『しらふで生きる方法』桜井鈴茂

題名のとおり。なんのヒネリもなく、アルコール中毒を題材にした作品だ。で、このヒネリのなさに見られるがごとく、志には生真面目なものを感じるのだけれど、いかんせん、アル中にいたったいきさつにせよ、その途上での修羅場にせよ、立ち直りの過程にせよ、特筆すべきものもなく、読むものの予想を出ることがない。どころか、なんか主人公の生きかた全般があからさまに格好よさげで、しゃれた会話のできる都会の女性であって、前職も編集者だったり、ろくに素性の知らない男性とセフレだったり、介護職までこなしたりする。下手したらアル中ってこんなものでしかないのか、という誤解すら与えそうだ。

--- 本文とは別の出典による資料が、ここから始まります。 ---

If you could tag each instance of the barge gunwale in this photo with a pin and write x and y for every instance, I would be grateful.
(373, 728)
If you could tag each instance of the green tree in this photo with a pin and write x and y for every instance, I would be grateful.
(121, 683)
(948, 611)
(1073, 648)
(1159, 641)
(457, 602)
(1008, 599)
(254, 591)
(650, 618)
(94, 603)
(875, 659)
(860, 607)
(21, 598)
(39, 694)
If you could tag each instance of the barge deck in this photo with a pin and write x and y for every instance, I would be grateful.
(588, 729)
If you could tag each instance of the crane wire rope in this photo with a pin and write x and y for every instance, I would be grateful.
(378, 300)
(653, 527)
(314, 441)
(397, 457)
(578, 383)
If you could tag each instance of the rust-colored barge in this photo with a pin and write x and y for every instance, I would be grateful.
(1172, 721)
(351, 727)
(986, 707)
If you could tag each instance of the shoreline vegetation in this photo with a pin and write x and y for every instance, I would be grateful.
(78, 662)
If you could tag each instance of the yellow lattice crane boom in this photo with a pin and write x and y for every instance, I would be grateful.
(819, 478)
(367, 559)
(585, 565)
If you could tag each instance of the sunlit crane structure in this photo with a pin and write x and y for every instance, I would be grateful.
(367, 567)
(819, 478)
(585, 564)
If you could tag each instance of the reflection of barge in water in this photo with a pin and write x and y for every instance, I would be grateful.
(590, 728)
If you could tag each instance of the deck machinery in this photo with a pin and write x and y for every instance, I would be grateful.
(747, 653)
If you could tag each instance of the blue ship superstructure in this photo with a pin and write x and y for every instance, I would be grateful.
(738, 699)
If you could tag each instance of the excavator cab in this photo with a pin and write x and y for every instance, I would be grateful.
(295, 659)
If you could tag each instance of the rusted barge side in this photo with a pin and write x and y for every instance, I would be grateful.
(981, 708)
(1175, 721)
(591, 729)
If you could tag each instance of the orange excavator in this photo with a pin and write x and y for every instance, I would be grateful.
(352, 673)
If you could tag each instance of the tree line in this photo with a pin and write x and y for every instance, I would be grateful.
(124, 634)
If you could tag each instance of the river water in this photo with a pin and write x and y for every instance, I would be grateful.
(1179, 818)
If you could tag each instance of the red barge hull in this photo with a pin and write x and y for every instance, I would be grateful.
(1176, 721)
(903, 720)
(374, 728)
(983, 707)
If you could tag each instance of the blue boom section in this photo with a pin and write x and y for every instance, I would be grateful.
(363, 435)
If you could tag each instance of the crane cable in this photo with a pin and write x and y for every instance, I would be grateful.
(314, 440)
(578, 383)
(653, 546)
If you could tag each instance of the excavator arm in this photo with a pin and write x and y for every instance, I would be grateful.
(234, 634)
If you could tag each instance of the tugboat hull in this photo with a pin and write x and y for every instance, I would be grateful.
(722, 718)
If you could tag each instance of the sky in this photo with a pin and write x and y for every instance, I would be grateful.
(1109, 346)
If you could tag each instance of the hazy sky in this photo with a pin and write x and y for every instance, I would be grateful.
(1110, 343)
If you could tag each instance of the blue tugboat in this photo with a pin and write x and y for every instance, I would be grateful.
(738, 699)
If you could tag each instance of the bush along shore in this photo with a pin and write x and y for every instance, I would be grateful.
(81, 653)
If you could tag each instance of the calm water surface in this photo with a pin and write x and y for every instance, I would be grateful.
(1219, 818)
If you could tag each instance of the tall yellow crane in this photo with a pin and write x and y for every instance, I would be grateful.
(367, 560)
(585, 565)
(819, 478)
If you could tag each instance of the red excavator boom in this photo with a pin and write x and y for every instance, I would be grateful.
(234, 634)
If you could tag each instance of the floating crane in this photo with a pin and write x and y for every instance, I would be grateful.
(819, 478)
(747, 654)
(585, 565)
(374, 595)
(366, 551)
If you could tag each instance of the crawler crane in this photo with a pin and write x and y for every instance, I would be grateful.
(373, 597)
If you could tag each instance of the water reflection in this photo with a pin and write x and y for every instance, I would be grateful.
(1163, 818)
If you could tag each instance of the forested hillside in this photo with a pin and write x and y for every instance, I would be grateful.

ロクでもない男性にひっかかって場末の風俗しかないとかでなく、そのセフレはいたってまじめに求婚めいたことをしてきたりしてしかも断られても逆上したり嫌がらせもなく、家族からの追い出され方もスマートに行われ、かと思えばその住むところを失うタイミングで新天地での新しい職業が舞い込んでくるという都合の良さ。理解してくれる人も少ないとはいいつつその人が仕事を紹介してくれるという。こんな友人がいるんなら、たとえ一人だってかなり恵まれてるというものだろう。
そういえばこの主人公のセックス相手に関してはクスリもやったりする人物なのだが、そういうことする人物にこんな格好いい台詞言わせるなってのもあったが、実はいちばん残念なのは介護での現場でのエピソードがありきたりであることだ。もっとも桜井氏ばかりがどうのというより、こればかりはまだ現実においついている小説はすくないのかもしれない。